Most of our gear was the same stuff we take on our 10 day backpacks in the mountains, minus the packs and heavy rain gear, and plus the civvies and bike rain gear. We went to REI and Feathered Friends many years ago and spent a whole bunch of money on light sleeping and tenting. We use a 3-person double wall tent so we can bring everything except the bike into the tent when it rains. If you want to drop weight, try looking at Big Agnes and their bikepacking tents and down bags with built in pocket for an ultralight Thermarest. If you're a couple, see Feathered Friends and get a double down bag zipped to a Toucan. We have a Seedhouse SL3, ordinary backpacking tent. Yeah, so basically to go lighter, you spend money, but only the once. This stuff lasts almost forever.

We don't carry a lot of tools, just what's necessary for normal bike tune-up and light repairs. Spares are mostly what we take on every bike ride: spare cables, brake shoes, chain oil, spare tire, spare tubes, patch and boot kits. We only toured in the usual fairly civilized settings in the US and Europe.

We put everything made of fabric into waterproof compression sacks. The tent (could be wet) went into a plastic bag which went into a compression sack followed by our sleeping bag. We each had a compression sack for clothes and one for both of our dirty clothes. The problem isn't just weight, it's volume. More volume = more weight to hold it all.

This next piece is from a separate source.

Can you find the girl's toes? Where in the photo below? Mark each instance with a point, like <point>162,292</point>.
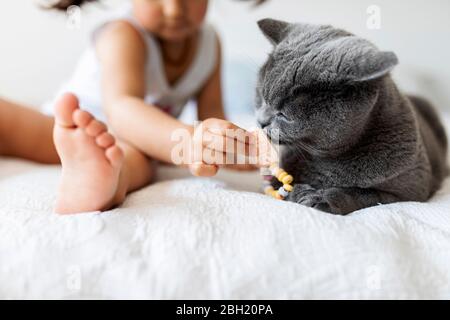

Besides keeping the weight down, we paid some attention to aero, since that's a tandem's strong point. I'm not a particularly strong rider and my wife puts out about 1/2 my watts so we didn't have a lot of power. We could cruise all day on the flat at 18mph because it's a tandem, though our low climbing gear had to be a 26 X 34. We tried to tour only on asphalt, though in Europe we did some brick and dirt following bike routes. We had fairly fast tires, 28mm @ 115 lbs. We never had a flat, just a lot of fun.